When it comes to data in reliability tests, the more the better: your results will be more accurate, and the confidence margins will be narrower. On the other hand, the bigger the test sample size, the more money it tends to cost (more broken samples, more personnel hours, etc). The key is to find a sweet spot in which the economic investment is acceptable and the accuracy of your results are sufficient. At Broadstat we recommend having at least 10 datapoints per study, but some results may be obtained with even less than that, and prioritise failures over suspensions.

 

Results

Once you have introduced all your failure data in the Data input section, you can click the “Continue” button to automatically calculate your project results. The first type of results you’ll notice are the graphs:

  • Probability density function: this green curve shows the probability of failure, at any given time, of your system.

    Probability density function.

  • Unreliability function: this yellow curve shows the accumulated probability of failure, from 0 to 1, over time. It is expressed in a per unit basis, meaning that a value of 1 is equal to 100% probability of failure. This curve is always growing (up and to the right) because the probability accumulates over time.

    Unreliability function

  • Reliability function: this purple curve shows the probability of survival, from 1 to 0, over time. It is literally the inverse of the unreliability function, and shows the probability of not having failed over time.

    Reliability function.

On the right panel of your Results section, besides being able to choose the different graphs, you’ll also see the following information/options:

  • Distribution info: you can see which statistical distribution fits your data, together with its corresponding parameters. You can also check how well your data fits to the resulting distribution, and which fitting method was used.

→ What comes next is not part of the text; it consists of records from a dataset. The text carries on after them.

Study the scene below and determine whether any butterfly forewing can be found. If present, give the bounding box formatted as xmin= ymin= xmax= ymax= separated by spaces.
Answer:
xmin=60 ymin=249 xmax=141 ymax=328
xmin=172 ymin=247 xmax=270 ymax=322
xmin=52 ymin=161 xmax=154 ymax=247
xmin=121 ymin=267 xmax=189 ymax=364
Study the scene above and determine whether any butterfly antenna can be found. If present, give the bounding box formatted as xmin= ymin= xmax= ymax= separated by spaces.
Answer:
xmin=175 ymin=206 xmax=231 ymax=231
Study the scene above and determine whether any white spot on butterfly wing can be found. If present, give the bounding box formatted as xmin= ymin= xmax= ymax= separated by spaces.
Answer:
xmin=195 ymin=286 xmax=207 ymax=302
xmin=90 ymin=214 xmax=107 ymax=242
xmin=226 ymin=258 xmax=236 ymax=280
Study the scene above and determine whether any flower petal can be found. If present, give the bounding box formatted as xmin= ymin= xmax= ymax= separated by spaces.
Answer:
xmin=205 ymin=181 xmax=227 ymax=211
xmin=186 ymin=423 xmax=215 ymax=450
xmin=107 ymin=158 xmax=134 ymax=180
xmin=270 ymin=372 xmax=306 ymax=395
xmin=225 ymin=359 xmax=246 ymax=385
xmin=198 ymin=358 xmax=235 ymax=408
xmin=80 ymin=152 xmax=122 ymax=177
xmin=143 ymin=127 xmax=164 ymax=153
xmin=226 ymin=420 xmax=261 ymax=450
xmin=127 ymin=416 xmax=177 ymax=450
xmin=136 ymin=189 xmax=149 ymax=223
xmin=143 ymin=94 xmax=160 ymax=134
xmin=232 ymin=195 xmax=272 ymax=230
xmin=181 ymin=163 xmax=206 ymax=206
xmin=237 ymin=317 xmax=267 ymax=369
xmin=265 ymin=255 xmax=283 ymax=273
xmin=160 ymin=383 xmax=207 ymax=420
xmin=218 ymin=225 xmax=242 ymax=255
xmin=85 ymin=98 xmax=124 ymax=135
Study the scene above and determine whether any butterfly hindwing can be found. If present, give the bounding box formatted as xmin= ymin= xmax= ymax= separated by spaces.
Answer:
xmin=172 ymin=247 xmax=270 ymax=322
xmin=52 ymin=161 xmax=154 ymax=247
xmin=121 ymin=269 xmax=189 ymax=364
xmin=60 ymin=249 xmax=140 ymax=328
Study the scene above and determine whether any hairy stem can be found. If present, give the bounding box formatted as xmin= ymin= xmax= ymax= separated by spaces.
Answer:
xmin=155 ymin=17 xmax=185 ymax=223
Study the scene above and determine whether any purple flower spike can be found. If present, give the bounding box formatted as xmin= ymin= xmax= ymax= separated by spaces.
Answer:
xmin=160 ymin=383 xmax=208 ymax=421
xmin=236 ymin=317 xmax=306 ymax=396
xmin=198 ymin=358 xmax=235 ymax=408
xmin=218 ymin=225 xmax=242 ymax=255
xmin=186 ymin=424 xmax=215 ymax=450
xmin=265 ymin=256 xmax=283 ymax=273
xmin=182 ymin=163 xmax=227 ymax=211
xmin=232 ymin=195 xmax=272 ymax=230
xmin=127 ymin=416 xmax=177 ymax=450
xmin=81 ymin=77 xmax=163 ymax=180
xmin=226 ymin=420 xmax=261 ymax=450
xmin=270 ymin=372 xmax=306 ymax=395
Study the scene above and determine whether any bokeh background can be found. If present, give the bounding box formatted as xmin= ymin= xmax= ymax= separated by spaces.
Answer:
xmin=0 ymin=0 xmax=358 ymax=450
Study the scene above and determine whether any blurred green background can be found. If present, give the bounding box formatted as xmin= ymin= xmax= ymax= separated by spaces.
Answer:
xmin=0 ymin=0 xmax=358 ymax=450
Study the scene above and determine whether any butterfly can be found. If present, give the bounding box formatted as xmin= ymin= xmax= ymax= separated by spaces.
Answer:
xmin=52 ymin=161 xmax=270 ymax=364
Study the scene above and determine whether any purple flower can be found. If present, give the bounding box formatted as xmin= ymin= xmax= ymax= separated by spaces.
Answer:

  • Confidence bounds: you can select your confidence bounds value or, in other words, select which degree of certainty you want to have from the project results. A typical value is 0.95, or 95% certainty that the displayed results are within the plotted bounds. To get more information about this topic, we suggest you visit our confidence bounds article.

  • Highlighted datapoints: you can ask as many as you want of our preset questions via the highlighted datapoints, to get more specific information about your system. An example would be “I want to know the probability that my system fails before reaching 10,000 cycles of operation”. The answer to this preset questions will be displayed both in the human-readable results section and as datapoints in the corresponding graphs.

  • Results interpretation: besides the above mentioned highlighted datapoints results in human-readable format, this section also shows an easy-to-understand summary of all the information your results section has to offer.

Project results automatic interpretation.